Associated Banc-Corp's surprise quarterly loss could portend an ugly earnings season for regional banks, especially when it comes to commercial real estate.

The Green Bay, Wis., lender said it would slash its dividend by 4 cents, to a penny, and seek to raise $400 million in a public offering to preserve capital as it braces for more pain in its $3.8 billion CRE portfolio, its largest loan book at 27% of loans.

Higher credit costs in CRE and problems in real estate construction drove the $23 billion-asset company to a net loss of $180.6 million in the fourth quarter, compared with a profit of $8.7 million in the third quarter and $13.6 million profit a year earlier. Analysts had expected a modest profit.

CRE chargeoffs rose more than 800% from the prior quarter, to $40.6 million, as retailers, office property owners and other borrowers dealt with higher vacancy rates, more bankruptcies and lower real estate values, Associated said Monday.

"The current macroeconomic environment continues to put pressure on other business sectors … but not to the degree seen in the commercial real estate sector," Associated said.

Peyton Green, a Sterne Agee & Leach Inc. analyst, said Associated's poor showing signals that regional banks' loan problems are shifting from residential construction to CRE. "They're starting to see problems increase on the commercial real estate front," Green said. "That is going to be 2010's asset class to worry about the most."
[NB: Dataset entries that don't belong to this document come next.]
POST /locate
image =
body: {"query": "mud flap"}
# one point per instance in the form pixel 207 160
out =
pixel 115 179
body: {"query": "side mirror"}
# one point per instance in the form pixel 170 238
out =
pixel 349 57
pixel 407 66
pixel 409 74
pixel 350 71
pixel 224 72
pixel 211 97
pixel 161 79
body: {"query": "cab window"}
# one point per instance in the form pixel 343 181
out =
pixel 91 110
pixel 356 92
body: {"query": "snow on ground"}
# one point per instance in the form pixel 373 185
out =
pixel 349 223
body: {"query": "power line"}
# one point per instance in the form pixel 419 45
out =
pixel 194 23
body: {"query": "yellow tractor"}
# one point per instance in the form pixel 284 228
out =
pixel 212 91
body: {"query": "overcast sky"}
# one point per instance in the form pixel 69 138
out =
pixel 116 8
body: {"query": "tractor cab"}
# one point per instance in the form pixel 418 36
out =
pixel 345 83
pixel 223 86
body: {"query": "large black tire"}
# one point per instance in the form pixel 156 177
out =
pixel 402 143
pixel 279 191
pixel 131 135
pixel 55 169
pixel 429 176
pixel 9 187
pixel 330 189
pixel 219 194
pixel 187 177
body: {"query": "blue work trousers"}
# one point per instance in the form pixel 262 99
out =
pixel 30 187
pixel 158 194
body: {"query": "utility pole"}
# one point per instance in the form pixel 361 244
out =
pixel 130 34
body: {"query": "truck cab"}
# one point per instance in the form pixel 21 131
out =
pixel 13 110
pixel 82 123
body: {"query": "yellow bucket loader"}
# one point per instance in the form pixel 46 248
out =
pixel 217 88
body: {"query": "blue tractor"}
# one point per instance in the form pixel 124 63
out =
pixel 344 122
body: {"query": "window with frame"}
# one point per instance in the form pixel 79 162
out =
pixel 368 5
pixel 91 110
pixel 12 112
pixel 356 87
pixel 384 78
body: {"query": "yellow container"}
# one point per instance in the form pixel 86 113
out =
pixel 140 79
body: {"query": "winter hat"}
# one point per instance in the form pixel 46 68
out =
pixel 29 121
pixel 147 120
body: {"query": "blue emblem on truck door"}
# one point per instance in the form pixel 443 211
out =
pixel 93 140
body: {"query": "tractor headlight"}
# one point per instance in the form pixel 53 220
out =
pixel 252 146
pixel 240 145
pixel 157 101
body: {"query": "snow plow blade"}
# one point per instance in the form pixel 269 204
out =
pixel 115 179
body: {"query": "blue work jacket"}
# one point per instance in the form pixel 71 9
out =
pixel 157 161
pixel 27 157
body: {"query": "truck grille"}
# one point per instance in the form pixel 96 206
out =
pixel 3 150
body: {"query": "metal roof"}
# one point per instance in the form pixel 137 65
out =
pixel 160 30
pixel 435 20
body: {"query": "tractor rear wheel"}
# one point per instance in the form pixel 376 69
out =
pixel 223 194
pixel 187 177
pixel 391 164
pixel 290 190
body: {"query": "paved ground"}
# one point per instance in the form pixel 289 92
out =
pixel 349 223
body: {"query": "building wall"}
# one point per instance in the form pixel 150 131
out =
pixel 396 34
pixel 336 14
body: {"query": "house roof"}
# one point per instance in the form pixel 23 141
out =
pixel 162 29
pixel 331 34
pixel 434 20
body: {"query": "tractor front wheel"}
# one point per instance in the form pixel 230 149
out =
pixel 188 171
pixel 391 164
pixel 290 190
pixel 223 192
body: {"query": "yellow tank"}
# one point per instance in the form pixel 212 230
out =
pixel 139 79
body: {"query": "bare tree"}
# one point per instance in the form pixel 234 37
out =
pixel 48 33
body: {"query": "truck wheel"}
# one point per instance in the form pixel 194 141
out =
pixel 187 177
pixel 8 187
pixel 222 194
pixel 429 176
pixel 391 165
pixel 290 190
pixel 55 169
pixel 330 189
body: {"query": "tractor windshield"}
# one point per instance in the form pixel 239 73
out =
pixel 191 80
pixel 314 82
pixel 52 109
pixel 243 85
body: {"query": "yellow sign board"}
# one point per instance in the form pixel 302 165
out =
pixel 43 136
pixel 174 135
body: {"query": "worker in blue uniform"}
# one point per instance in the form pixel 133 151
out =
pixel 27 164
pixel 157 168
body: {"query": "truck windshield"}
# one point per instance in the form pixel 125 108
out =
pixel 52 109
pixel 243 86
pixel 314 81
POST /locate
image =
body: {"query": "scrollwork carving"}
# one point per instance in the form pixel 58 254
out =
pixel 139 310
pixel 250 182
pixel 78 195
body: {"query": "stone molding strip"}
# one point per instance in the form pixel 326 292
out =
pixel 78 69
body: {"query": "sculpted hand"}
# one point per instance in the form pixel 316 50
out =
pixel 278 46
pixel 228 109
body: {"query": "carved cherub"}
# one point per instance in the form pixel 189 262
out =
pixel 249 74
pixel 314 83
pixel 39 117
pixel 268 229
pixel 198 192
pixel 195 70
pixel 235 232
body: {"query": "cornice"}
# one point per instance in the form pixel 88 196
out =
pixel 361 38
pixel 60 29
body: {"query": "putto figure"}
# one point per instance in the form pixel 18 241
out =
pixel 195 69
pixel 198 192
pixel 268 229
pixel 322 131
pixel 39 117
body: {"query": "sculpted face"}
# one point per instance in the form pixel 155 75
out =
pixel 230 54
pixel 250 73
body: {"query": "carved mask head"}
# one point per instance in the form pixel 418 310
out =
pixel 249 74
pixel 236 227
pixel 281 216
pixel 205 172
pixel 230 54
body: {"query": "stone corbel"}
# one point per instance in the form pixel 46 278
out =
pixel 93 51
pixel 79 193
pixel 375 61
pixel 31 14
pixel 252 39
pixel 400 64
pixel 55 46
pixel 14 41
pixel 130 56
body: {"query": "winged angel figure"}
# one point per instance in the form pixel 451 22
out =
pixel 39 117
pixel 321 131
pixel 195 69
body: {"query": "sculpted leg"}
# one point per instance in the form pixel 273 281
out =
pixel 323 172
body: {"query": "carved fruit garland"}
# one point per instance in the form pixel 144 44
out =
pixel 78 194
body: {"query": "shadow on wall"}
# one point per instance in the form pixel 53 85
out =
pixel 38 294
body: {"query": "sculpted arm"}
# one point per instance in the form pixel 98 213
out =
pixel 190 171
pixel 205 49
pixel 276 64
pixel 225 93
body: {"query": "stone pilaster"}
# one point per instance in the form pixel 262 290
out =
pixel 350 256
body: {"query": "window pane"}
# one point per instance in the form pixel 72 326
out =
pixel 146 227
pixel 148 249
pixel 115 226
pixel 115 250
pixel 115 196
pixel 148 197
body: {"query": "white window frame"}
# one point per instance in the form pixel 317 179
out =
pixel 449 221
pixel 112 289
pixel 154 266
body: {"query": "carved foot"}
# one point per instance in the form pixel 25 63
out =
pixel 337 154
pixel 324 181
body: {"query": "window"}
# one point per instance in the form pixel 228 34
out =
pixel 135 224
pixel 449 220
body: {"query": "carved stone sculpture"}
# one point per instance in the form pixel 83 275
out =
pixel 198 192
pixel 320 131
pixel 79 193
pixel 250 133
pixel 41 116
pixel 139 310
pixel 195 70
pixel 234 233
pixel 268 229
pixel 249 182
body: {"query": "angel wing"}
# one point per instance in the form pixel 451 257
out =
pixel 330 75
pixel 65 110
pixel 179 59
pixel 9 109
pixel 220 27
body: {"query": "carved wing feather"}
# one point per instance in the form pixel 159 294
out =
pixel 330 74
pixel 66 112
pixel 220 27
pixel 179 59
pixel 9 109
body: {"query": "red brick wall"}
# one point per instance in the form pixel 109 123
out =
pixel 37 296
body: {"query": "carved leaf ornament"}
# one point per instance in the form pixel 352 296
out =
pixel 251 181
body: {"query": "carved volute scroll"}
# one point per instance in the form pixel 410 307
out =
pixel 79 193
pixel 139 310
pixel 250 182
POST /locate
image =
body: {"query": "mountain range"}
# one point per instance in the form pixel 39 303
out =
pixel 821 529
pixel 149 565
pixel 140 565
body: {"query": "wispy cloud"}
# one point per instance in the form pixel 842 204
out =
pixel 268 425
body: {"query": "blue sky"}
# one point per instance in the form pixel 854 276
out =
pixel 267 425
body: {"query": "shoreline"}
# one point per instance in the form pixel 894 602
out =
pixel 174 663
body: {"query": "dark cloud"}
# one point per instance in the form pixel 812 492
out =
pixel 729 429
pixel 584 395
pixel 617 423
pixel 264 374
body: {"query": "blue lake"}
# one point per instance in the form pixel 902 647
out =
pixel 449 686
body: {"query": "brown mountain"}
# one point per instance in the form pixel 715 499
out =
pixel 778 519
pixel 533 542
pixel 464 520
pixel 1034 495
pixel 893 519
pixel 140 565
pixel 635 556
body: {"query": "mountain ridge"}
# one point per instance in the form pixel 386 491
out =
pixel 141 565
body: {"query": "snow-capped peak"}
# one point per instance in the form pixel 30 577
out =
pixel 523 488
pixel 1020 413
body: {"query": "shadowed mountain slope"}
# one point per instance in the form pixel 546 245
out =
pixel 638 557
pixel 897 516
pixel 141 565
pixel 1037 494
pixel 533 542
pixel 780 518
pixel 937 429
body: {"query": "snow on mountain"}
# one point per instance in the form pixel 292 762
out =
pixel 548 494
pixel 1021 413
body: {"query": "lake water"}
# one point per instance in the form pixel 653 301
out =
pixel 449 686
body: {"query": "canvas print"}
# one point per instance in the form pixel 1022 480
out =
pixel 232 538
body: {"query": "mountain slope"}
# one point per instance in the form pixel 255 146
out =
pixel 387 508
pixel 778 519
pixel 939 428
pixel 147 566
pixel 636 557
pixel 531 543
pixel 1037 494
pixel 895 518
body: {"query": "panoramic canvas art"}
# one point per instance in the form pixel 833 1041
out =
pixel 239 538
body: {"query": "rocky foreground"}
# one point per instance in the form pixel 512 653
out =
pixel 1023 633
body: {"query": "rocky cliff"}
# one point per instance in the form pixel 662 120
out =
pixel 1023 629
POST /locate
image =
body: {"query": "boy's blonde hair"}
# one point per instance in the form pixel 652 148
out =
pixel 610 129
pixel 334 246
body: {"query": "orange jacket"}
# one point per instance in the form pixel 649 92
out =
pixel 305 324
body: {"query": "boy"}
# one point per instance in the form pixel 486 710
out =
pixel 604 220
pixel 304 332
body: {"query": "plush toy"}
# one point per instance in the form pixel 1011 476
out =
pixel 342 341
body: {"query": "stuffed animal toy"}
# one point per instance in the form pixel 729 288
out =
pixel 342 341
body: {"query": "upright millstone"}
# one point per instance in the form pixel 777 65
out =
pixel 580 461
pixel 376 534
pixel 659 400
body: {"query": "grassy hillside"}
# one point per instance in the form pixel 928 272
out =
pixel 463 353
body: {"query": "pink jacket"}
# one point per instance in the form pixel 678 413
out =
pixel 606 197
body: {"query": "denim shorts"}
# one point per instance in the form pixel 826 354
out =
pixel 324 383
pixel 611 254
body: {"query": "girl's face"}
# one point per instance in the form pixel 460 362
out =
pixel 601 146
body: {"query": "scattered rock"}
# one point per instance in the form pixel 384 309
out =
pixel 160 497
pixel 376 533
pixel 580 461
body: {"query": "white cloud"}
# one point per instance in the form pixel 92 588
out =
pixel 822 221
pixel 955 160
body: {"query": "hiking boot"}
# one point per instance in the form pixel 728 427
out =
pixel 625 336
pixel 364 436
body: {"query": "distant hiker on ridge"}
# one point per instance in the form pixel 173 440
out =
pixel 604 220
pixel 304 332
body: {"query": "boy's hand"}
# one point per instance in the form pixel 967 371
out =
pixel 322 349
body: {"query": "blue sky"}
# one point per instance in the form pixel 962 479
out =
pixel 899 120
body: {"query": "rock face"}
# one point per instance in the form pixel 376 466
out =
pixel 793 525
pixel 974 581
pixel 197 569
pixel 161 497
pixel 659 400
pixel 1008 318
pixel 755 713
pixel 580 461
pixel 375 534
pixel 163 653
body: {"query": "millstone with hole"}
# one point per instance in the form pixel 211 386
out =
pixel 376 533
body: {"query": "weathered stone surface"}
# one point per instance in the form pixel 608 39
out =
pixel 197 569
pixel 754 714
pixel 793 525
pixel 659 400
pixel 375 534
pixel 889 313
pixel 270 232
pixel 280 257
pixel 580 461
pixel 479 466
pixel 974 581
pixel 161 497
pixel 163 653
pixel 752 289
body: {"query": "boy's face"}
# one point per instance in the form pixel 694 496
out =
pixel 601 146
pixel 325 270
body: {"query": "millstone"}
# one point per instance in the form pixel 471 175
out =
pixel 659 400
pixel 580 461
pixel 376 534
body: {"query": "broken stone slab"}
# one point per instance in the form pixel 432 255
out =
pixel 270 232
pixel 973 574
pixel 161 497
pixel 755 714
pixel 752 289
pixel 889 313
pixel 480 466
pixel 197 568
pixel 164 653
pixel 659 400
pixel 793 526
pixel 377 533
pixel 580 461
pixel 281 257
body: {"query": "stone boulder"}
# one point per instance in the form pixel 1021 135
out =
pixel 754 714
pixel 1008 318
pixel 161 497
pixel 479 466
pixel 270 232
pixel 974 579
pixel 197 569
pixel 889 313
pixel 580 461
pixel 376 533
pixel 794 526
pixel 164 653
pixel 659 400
Associated said in regulatory filings announcing the capital raise that it was taking aggressive steps under its new chief executive, Philip Flynn, to get ahead of its credit issues. It declined a request to interview Flynn.

Flynn, who took over Dec. 1 after nearly 30 years with Union Bank in Los Angeles, told American Banker in November that taking a hard look at Associated's loan book was his first priority.

Provisions and chargeoffs rose drastically in the most recent quarter as a results of reappraisals of construction and CRE loans that reflected lower loan values. Associated also added $161 million to loan-loss reserves, bringing them to $517 million, or 4.06% of loans.

Flynn said in a press release Monday his priority in recent weeks was to ensure that reserves and capital levels "are appropriate to manage through the downturn" and to position Associated to "take advantage of opportunities as they arise."

In regulatory filings the company said it would eye deals for failed banks and consider repaying its $525 million in federal aid.